Monday, November 12, 2012

Thoughts on Slime and Sparkle by Yael Brotman


Kelly Cade                            'Globe' protruding with moss

During the first three weeks of October, Loop Gallery was transformed into a space where worlds collided. Kelly Cade and Sheryl Dudley exhibited together, each exploring the interaction of the mechanical with the organic and the manufactured with the phenomenological.

 Globe bursting with organic matter

Cade presented mirrored disco balls that she reconstructed into globes bursting with organic, messy, primordial life. Yet the dichotomy of the hard cold reflective surfaces of the strobes versus the procreative throbbing green slime (the mosses protruding from the cuts in the disco balls were not actually slimy, but gave that illusion) did not form such a clearly divided and separated binary as first appeared. The disco balls, which created a moving polka dot pattern of light reflected on the walls of the gallery, were emblematic of urban nightlife. In fact, dance clubs are the contemporary sites of ancient human interactions that include dance as mating ritual.

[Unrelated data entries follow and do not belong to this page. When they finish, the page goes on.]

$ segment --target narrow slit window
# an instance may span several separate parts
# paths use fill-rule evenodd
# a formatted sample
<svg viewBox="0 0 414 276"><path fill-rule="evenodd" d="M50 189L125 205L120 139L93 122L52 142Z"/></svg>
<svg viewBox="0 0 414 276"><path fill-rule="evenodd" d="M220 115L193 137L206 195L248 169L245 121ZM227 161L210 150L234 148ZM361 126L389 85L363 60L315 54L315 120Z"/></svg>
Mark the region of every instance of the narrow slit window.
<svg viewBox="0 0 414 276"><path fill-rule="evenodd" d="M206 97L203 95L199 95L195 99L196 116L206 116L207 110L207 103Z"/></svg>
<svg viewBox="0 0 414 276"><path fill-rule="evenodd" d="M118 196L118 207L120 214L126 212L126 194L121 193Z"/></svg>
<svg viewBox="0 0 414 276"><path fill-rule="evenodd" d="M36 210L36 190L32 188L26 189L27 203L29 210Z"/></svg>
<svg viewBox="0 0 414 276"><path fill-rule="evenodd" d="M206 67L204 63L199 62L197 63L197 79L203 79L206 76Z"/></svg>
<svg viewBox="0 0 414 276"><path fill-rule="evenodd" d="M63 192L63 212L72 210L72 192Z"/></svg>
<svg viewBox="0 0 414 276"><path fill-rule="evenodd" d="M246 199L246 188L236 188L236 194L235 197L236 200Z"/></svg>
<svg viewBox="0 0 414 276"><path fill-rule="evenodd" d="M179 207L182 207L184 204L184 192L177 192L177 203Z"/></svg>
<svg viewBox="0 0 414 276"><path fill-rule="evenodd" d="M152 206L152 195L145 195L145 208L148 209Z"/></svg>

Cade's Globe installation with reflected light from disco ball
Further to the disco balls’ implication of rituals of sexuality, the split globes also recall desire and beauty personified in an art historical referent. Boticelli’s Birth of Venus re-enacts the Greco-Roman myth of the birth of the goddess of love from the foam of the sea. In Boticelli’s painting, Venus is standing on an open clamshell where a pearly globe ought to be.
Sheryl Dudley                                    'Skirting Damocles'
 Sheryl Dudley’s paintings regard the manufactured and the phenomenological from a different perspective. In one suite of paintings, Dudley has used aluminum circuit boards (which have a shine to them, although not one as bright as Cade’s disco balls) with mechanically stamped perforations as her support material. The images painted on the circuit boards are of icebergs. The perforated squares and rectangles that pierce the icebergs are reminiscent of the crosshairs of a rifle sighting a target. The overlap becomes a subtle and powerful condemnation of humanity’s greed and carelessness in turning nature into a victim.
Dudley                                 'When the World Arrives'
 Dudley’s second suite of paintings consisted of small watercolours of strolling tourists with an overlay of round splotches of colour reminiscent of Petrie dish growths of bacteria and other disease-causing organisms. These circular stains connect to Cade’s sparkles of polka dot spotlights. But in Dudley’s hands they become quietly threatening.
 The figures in these pieces are seen from above, a direct extension from Dudley’s last show at Loop where she exhibited photographs taken from a balcony of people walking in public spaces. However, the figures in the watercolours are now negotiating diseases and pandemics. 

The underlying and unifying thesis in Cade’s and Dudley’s works in this exhibition is one of a growing anxiety with the state of humanity’s destructive tendencies toward nature. There is humour and grandeur in the artists’ portrayal of the situation, but the balance has tipped irretrievably toward disaster.